His comments suggest a personal fear that he could find himself out of a job if his campaign fails. They also underscore the military’s institutional concerns: By toppling Morsi, and throwing its support behind Sisi, the army has made itself responsible for the deadly crackdown on the Brotherhood. It will also take ownership of Egypt’s mounting problems, which include not just an insurgency but also a stagnant economy and looming energy crisis.
Expectations are almost impossibly high. Earlier this month, more than 100 workers were laid off from the Cairo Tower, a tourist attraction in the upscale Zamalek neighborhood. “They called on Sisi to solve their problem, and hung his pictures on the walls of the tower,” Al-Masry Al-Youm reported.
Yet it remains unclear whether Sisi, a career military man, has any ideas for tackling these myriad financial and social woes.
“It is a very dangerous and destabilizing game, and it could backfire if the military as an institution will have to pay the bill politically for Sisi’s shortcomings as a leader,” Sallam says.
Another leaked recording focuses on Abdel Moneim Aboul Fotouh, a former Brotherhood official who broke away and formed the moderately Islamist “Strong Egypt” party. Rizk worries that Aboul Fotouh “will hang us like carcasses” if he wins the presidency. “He is extremist Brotherhood,” Sisi concurs, adding that Egypt will have problems “when people who do not understand Egypt’s role and weight rule [the country].” (The concern seems misplaced: Aboul Fotouh placed fourth in the 2012 presidential election, winning about 17 percent of the popular vote in the first round. Since then, he has staked out a position as one of the few principled critics of both Morsi and the army-backed government that replaced him. But he said last week that he will not run for president, calling the political process a “mockery” of elections.)
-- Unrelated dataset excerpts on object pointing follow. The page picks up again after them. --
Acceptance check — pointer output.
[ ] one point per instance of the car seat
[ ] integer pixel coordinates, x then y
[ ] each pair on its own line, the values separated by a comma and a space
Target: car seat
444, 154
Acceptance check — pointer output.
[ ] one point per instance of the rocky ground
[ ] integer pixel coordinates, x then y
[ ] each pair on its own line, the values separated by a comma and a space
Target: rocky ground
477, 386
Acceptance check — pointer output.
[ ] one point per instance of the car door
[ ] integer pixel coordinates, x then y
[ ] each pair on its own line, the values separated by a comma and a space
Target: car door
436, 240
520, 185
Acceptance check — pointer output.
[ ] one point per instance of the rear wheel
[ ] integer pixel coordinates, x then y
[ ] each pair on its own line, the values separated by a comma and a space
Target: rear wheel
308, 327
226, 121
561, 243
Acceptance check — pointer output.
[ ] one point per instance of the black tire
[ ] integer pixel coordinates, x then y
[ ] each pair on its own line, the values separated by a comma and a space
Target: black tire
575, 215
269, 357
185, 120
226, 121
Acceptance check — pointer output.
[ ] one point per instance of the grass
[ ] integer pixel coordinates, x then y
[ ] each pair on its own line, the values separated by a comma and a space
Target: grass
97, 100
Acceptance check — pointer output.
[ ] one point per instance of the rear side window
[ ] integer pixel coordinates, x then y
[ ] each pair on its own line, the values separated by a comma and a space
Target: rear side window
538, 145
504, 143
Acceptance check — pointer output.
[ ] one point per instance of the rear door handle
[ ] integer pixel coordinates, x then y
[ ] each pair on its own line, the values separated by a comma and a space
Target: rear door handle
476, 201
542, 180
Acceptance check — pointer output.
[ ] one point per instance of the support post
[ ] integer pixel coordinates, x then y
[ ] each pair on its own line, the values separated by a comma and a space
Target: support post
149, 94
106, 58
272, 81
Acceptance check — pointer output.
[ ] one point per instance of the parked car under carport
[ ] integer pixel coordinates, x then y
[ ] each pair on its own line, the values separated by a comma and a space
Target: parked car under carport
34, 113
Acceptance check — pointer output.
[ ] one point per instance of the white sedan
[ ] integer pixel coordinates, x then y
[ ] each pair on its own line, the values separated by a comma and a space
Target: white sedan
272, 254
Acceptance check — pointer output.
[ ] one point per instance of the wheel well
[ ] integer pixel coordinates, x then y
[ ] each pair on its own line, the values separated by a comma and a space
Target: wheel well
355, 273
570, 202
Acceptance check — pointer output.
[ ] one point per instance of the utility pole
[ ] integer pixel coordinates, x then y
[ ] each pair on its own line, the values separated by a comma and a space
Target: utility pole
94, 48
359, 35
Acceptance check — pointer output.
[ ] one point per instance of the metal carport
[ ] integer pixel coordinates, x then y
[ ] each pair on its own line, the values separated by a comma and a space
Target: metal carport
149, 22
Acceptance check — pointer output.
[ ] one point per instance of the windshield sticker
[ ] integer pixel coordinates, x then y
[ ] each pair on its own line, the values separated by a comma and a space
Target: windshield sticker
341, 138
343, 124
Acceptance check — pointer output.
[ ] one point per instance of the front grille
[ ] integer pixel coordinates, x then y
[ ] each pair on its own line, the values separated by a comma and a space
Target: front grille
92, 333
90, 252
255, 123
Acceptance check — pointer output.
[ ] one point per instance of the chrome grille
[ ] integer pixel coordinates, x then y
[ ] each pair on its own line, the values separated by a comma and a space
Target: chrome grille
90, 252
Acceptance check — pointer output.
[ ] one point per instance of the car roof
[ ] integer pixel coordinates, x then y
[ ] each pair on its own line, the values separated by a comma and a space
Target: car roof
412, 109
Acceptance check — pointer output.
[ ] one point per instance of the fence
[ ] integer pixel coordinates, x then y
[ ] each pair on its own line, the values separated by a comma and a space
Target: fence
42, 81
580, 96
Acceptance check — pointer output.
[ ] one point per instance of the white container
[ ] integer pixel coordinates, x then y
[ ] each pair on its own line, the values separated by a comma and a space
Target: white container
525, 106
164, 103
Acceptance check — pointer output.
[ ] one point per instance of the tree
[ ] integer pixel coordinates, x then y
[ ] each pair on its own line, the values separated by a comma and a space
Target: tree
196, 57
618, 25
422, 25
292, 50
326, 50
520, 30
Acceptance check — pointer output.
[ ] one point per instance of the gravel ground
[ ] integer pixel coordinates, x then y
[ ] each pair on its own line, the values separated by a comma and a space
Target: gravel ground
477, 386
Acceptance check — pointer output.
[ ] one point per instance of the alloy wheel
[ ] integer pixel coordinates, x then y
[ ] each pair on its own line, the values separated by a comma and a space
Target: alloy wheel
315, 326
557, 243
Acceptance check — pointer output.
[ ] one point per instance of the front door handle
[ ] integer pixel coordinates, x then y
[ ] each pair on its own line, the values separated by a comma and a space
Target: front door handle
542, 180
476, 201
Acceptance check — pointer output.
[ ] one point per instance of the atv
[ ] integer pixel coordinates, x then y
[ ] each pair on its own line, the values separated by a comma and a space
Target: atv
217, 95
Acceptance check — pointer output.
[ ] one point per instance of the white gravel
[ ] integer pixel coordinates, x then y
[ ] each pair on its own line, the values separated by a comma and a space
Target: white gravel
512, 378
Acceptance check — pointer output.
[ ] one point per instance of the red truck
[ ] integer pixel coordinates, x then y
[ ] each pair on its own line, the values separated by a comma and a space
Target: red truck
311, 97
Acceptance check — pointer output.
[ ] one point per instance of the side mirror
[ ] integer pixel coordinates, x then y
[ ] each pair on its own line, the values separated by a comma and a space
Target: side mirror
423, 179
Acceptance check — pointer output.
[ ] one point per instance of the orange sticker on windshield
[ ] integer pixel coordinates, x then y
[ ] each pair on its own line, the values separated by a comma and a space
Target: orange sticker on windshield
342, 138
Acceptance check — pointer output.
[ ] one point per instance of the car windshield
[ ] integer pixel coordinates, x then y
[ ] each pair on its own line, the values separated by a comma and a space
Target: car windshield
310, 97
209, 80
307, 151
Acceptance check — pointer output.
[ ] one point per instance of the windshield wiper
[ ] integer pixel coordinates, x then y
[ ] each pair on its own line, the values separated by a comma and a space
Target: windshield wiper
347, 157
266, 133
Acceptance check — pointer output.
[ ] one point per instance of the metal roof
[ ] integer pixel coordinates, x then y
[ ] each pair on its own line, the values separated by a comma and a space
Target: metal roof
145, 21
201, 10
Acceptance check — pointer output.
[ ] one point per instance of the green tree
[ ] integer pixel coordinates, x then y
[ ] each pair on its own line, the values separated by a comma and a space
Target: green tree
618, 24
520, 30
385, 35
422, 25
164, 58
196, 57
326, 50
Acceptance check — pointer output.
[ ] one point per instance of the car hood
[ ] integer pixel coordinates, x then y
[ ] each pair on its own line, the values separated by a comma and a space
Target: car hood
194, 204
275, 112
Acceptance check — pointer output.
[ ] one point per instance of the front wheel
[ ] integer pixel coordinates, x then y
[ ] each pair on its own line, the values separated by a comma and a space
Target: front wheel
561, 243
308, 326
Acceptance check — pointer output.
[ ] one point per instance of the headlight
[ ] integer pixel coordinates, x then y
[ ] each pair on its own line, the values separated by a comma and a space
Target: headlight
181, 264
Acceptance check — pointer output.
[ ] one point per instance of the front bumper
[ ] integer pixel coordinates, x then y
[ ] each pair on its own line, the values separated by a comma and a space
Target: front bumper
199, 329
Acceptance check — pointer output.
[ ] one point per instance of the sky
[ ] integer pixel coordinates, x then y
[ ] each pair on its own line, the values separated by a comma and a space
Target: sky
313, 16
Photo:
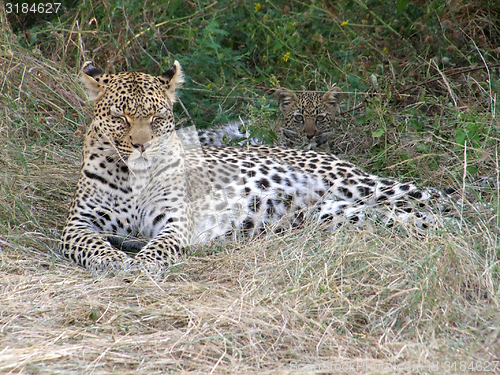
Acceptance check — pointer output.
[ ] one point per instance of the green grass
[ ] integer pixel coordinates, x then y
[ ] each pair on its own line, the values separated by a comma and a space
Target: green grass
302, 299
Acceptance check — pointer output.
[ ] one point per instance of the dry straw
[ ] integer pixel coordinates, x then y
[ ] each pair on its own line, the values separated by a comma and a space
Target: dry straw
305, 301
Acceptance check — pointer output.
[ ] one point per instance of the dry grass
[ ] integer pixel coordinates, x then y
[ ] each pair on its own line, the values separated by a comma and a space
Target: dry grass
304, 301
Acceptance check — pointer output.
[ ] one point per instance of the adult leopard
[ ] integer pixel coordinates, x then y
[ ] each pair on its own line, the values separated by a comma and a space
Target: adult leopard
144, 197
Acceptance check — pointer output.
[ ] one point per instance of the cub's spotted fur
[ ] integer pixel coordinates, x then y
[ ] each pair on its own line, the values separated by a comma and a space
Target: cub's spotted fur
307, 119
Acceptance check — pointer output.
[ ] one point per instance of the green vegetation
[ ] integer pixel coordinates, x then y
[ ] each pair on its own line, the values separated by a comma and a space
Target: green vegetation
420, 82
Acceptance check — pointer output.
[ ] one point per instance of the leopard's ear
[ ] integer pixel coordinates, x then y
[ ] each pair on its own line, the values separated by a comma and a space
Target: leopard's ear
93, 80
332, 97
172, 78
285, 99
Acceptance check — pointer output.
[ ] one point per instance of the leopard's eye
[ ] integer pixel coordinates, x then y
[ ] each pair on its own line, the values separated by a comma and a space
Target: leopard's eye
298, 117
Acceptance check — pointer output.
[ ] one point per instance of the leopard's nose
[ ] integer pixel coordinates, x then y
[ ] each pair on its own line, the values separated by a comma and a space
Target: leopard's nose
139, 146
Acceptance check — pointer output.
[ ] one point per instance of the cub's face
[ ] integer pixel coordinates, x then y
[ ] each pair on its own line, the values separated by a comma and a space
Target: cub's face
308, 113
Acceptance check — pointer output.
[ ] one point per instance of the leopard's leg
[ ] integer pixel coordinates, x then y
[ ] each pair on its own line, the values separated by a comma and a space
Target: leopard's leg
90, 249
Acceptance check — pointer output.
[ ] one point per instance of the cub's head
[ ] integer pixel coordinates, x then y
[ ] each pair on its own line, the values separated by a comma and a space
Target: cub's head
131, 109
309, 113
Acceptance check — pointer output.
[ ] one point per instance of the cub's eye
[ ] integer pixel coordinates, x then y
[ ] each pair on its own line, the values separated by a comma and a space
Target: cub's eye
120, 119
298, 117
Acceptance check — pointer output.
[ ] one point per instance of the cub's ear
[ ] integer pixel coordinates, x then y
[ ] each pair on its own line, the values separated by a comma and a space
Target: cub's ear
172, 78
332, 97
285, 99
94, 81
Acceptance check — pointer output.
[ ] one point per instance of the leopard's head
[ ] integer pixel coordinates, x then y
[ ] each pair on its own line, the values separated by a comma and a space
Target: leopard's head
309, 113
131, 109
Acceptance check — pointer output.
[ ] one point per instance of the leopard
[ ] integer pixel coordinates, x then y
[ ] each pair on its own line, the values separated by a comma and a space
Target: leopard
307, 119
146, 198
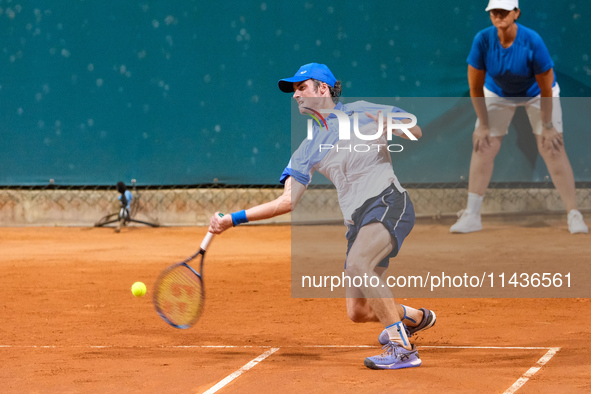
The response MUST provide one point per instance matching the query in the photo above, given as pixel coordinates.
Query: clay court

The exchange seems to highlight not only Sisi’s antipathy toward the Brotherhood, but the army’s general distrust of Egypt’s political class. “They do not think kindly of civilian politicians,” Hanna says. “There’s a broader fear of how such a figure could run the country as political, economic and security crises deepen, a lack of confidence that alternate figures could be trusted.”
The Supreme Council of the Armed Forces made that clear last month when it issued a statement calling Sisi’s run for the presidency “a mandate and an obligation.” He thanked the council, the statement said, for allowing him “the right to respond to the call of duty.”
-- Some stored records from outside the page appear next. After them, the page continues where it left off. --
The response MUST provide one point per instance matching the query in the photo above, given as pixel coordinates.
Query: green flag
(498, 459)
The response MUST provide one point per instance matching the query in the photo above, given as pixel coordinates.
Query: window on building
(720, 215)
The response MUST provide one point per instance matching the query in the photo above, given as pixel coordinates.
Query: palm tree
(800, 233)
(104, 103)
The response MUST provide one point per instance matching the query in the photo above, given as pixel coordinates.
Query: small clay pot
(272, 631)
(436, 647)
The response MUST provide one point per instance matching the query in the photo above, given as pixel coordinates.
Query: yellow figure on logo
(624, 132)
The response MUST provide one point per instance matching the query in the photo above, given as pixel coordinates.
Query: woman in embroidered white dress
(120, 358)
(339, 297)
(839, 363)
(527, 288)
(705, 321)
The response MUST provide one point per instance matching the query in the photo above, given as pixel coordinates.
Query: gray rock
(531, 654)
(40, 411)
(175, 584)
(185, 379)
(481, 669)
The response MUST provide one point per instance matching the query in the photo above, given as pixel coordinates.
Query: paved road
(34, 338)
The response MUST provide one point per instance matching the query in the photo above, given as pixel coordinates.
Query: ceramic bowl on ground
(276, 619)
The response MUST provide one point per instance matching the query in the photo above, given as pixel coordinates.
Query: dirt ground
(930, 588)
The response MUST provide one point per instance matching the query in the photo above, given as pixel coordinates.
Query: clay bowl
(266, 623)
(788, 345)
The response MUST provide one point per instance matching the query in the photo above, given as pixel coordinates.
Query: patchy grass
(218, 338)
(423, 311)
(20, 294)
So far, though, the newly minted field marshal has not officially responded. Politicians and diplomats say he’s trying to line up a governing team before announcing his candidacy. He reportedly offered the prime minister’s job to Amr Moussa, the longtime Arab League chief, who declined it.
There was one more leaked recording, released in December, which drew a great deal of mockery and concern. In the clip, Sisi tells Rizk that he has “a long history” of prophetic dreams. One of them featured Sadat, Nasser’s mercurial and insecure successor. “I always knew I would be president of the republic,” Sadat told him, to which Sisi replied, “I also know that I will be president.” Another dream somewhat inexplicably involved an Omega watch with “a bright green star on it.”
Critics wondered if Sisi’s comments reflected a messianic streak. But perhaps a man who seeks solace in dreams is also a bit worried about his place in Egypt’s chaotic political life.
“He’s insecure, paranoid … his governing coalition is incredibly narrow and weak,” Stacher says. “Everyone remembers Nasser now as all-powerful, but he was hyper-insecure for the first 10 years of his reign … Sisi is weak like Nasser was, but unlike Nasser, he can’t offer much to the people. If I were him, I would be pretty nervous.”